Egli completò gli studi di medicina nel 1611, e 4 anni più tardi intraprese lo studio della teologia presso Groningen, nei Paesi Bassi; a lui si deve la pubblicazione, nel 1618 di un corposo trattato sulle missionarietà nelle Indie (orientali). Secondo Hernius, il fallimento della missione cattolica costituiva il segnale divino del mandato dato ai protestanti di evangelizzare l’arcipelago malese-indonesiano; venne inviato a Batavia nel 1624 e predicò nelle Indie per altri 15 anni.

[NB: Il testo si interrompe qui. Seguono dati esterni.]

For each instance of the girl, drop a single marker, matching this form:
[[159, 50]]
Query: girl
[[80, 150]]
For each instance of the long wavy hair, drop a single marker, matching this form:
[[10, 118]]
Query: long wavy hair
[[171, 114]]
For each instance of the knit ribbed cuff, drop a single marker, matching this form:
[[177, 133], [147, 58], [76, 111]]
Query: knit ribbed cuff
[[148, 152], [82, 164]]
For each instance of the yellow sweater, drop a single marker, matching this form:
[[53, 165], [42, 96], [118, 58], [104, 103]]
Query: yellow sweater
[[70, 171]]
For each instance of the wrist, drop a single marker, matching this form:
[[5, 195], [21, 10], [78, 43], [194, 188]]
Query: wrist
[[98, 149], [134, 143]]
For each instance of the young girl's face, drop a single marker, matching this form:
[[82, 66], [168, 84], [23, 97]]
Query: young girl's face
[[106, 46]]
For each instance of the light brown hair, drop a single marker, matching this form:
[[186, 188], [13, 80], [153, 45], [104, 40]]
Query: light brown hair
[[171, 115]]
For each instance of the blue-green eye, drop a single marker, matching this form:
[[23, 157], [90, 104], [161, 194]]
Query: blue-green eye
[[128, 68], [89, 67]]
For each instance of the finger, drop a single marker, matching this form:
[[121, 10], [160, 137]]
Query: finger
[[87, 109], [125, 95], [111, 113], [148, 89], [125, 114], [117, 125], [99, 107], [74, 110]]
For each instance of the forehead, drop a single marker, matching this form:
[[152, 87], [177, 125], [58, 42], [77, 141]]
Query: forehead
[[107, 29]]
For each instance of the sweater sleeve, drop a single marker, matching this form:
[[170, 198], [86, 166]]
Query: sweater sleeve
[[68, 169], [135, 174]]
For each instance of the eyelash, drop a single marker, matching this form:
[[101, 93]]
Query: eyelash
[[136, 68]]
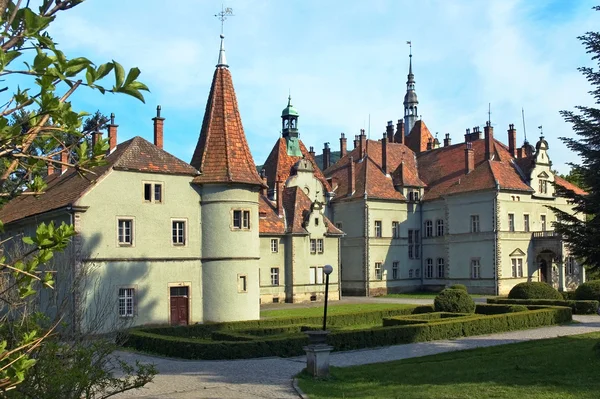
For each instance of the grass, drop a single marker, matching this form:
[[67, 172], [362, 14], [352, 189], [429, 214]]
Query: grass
[[425, 295], [565, 368], [331, 310]]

Protestantesimo e Politica
Nel contesto dei primi decenni del XVII secolo, la fede cristiana fu considerata come una sorta di
alleanza tra Dio e un popolo eletto, ovvero la comunità protestante olandese; in altre parole, la missione dei protestanti olandesi era sacra, secondo questa visione, e sanzionata da Dio, in maniera non dissimile da quanto sostenevano i cattolici portoghesi che li avevano preceduti. Si sviluppa, dunque, la consapevolezza del legame tra l’etnia e la religione, anche se tale connessione non si tradusse mai una esplicita apartheid, come accadrà nel Sud Africa del XX secolo.
Per l’implementazione dei suoi doveri pastorali, la VOC possedeva un’organizzazione ben strutturata, e, fino alla sua dissoluzione, avvenuta il 1 gennaio del 1800, la Compagnia organizzò le attività di circa 900 membri del clero protestante, a cui si aggiunsero altre figure di rango inferiore della gerarchia religiosa riformata. Si tratta dei krankbezoekers (visitatori) e dei ziekentroosters (coloro che confortavano i malati), che furono molto attivi, specialmente a bordo delle navi; altre figure fondamentali sono stati gli insegnanti nativi, i custodi (delle chiese), e i sacrestani, che hanno dato un contributo fondamentale per diffondere e preservare il cristianesimo.
Conclusioni
A partire dal XVI secolo, alcune parti dell’arcipelago malese-indonesiano iniziano ad essere interessate dall’attività missionaria cristiana, prima da parte dei cattolici, e, dal XVII secolo, dei protestanti olandesi, che legano la religione riformata alla presenza nell’attuale Indonesia. La poltica della Compagnia Olandese delle Indie Orientali (VOC), tuttavia, non ha generalmente previsto il proselitismo verso i non cristiani, e specialmente verso i musulmani. Al contrario, la politica della VOC è stata improntata al compromesso con i leaders nativi e con le aree che erano state islamizzate, anche se ovviamente non sono mancate le tensioni.
Letture Consigliate
- Jan Sihar Aritonang & Karel Steenbrink (2008). A History of Christianity in Indonesia. Leiden. Boston.
- Parker, C. H. (2022). Global Calvinism: Conversion and Commerce in the Dutch Empire, 1600-1800. Yale University Press.
- Landwehr, J. (2024). VOC: a bibliography of publications relating to the Dutch East India Company, 1602-1800. Brill.